无法读取 HTML 数据 - Python
我正在尝试使用 BeautifulSoup for python 解析网站中的 html 数据。但是,urllib2 或 mechanize 无法读取整个 html 格式。返回的数据是
<html>
<head>
<title>
EC 4.1.2.13 - Fructose-bisphosphate aldolase </title>
<meta name="description" content="Information on EC 4.1.2.13 - Fructose-bisphosphate aldolase">
<meta name="keywords" content="EC,Number,Enzyme,Pathway,Reaction,Organism,Substrate,Cofactor,Inhibitor,Compound,KM Value,KI Value,IC50 Value,pi Value,Turnover Number,pH,Temperature,Optimum,Range,Source Tissue,BLAST,Subunits,Modification,Crystallization,Stability,Purification">
</head>
<!DOCTYPE HTML PUBLIC "-//W3C//DTD HTML 4.01 Frameset//EN" "http://www.w3.org/TR/html4/frameset.dtd">
<frameset cols="190,*" border="0">
<frame name="navigation" src="flat_navigation.php4?ecno=4.1.2.13&organism_list=Mycobacterium tuberculosis&Suchword=&UniProtAcc=P67475" frameborder="no">
<frameset rows="110,*" border="0">
<frame name="header" src="flat_head.php4?ecno=4.1.2.13" frameborder="no">
<frame name="flat" src="flat_result.php4?ecno=4.1.2.13&organism_list=Mycobacterium tuberculosis&Suchword=&UniProtAcc=P67475" frameborder="no">
</frameset>
</frameset>
<noframes>
<body>
<h1>EC 4.1.2.13 - Fructose-bisphosphate aldolase </h1>
<a href="flat_result.php4?ecno=4.1.2.13&organism_list=Mycobacterium tuberculosis&Suchword=&UniProtAcc=P67475">More detailed information on the enzyme EC 4.1.2.13 - Fructose-bisphosphate aldolase</a>
Sorry, but your browser doesn't support frames. Please use another browser!
</body>
</noframes>
</html>
当我使用 Internet Explorer 手动打开 webste 时,可以读取整个 html。有没有使用 urllib2、mechanize 或 BeautifulSoup 来解决这个问题?

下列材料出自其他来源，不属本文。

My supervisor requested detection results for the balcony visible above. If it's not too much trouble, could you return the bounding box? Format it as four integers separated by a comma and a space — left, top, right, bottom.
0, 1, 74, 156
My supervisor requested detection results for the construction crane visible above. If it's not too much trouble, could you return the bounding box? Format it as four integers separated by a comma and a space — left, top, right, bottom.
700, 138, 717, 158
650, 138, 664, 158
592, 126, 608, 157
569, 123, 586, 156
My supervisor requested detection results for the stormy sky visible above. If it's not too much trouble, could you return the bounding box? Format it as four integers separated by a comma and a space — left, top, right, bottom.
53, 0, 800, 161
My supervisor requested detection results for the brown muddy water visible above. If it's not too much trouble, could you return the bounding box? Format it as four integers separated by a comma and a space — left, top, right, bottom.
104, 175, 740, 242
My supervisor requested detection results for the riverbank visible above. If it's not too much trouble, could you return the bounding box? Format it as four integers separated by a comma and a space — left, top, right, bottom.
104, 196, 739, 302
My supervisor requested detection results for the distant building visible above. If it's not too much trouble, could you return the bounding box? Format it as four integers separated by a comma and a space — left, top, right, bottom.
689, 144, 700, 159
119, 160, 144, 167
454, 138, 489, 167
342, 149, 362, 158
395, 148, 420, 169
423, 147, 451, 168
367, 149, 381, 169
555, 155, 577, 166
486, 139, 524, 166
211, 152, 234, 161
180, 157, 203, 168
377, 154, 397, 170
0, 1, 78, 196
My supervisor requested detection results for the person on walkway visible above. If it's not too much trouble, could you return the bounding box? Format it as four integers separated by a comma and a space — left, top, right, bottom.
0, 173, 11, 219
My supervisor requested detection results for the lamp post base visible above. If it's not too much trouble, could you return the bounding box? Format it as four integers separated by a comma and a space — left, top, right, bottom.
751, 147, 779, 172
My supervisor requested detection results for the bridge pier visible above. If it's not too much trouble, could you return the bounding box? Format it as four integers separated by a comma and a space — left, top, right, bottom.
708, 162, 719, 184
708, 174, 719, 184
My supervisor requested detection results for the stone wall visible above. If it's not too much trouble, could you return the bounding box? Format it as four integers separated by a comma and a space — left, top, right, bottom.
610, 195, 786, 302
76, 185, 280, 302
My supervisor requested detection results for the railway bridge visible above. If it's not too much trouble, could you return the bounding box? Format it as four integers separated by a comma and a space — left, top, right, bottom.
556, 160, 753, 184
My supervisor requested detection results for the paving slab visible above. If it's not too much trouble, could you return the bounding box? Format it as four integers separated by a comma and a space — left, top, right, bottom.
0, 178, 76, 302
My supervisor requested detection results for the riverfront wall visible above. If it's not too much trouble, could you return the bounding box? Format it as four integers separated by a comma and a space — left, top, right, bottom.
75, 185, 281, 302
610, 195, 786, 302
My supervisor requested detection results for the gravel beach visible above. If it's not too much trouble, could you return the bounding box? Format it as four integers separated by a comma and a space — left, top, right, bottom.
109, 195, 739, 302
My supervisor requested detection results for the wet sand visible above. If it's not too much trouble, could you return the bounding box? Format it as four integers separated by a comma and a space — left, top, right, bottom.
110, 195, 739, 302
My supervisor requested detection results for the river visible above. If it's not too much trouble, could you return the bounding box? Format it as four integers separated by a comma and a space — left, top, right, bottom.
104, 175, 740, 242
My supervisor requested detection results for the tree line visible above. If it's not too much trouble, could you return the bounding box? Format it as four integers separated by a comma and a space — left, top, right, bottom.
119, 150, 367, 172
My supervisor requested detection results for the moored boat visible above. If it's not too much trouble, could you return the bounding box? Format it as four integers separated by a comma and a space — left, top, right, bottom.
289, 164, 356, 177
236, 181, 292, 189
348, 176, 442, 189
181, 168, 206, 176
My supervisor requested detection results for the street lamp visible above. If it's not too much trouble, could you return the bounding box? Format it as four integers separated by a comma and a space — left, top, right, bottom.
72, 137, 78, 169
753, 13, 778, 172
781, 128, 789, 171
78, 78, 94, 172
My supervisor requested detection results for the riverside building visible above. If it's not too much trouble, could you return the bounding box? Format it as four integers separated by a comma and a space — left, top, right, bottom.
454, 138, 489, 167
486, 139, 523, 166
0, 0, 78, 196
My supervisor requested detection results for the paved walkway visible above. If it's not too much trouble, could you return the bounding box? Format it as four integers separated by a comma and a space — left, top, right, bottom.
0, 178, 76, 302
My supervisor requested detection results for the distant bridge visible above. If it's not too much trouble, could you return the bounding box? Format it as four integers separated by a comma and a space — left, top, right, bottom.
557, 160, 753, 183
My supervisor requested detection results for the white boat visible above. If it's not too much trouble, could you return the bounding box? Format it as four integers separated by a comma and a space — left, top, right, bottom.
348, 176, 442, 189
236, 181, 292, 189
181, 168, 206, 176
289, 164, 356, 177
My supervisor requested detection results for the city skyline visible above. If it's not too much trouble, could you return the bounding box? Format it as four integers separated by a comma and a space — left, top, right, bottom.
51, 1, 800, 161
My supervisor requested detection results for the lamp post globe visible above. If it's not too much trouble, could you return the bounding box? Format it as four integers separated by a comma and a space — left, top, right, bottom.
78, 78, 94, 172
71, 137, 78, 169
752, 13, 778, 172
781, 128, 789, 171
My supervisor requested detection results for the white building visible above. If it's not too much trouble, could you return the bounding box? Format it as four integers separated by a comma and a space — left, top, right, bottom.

I am attempting to parse html data from a website using BeautifulSoup for python. However, urllib2 or mechanize is not able to read the whole html format. The returned data is
<html>
<head>
<title>
EC 4.1.2.13 - Fructose-bisphosphate aldolase </title>
<meta name="description" content="Information on EC 4.1.2.13 - Fructose-bisphosphate aldolase">
<meta name="keywords" content="EC,Number,Enzyme,Pathway,Reaction,Organism,Substrate,Cofactor,Inhibitor,Compound,KM Value,KI Value,IC50 Value,pi Value,Turnover Number,pH,Temperature,Optimum,Range,Source Tissue,BLAST,Subunits,Modification,Crystallization,Stability,Purification">
</head>
<!DOCTYPE HTML PUBLIC "-//W3C//DTD HTML 4.01 Frameset//EN" "http://www.w3.org/TR/html4/frameset.dtd">
<frameset cols="190,*" border="0">
<frame name="navigation" src="flat_navigation.php4?ecno=4.1.2.13&organism_list=Mycobacterium tuberculosis&Suchword=&UniProtAcc=P67475" frameborder="no">
<frameset rows="110,*" border="0">
<frame name="header" src="flat_head.php4?ecno=4.1.2.13" frameborder="no">
<frame name="flat" src="flat_result.php4?ecno=4.1.2.13&organism_list=Mycobacterium tuberculosis&Suchword=&UniProtAcc=P67475" frameborder="no">
</frameset>
</frameset>
<noframes>
<body>
<h1>EC 4.1.2.13 - Fructose-bisphosphate aldolase </h1>
<a href="flat_result.php4?ecno=4.1.2.13&organism_list=Mycobacterium tuberculosis&Suchword=&UniProtAcc=P67475">More detailed information on the enzyme EC 4.1.2.13 - Fructose-bisphosphate aldolase</a>
Sorry, but your browser doesn't support frames. Please use another browser!
</body>
</noframes>
</html>
When I manually open the webste using Internet Explorer the whole html can be read. Is there anyway using urllib2, mechanize, or BeautifulSoup to work around this?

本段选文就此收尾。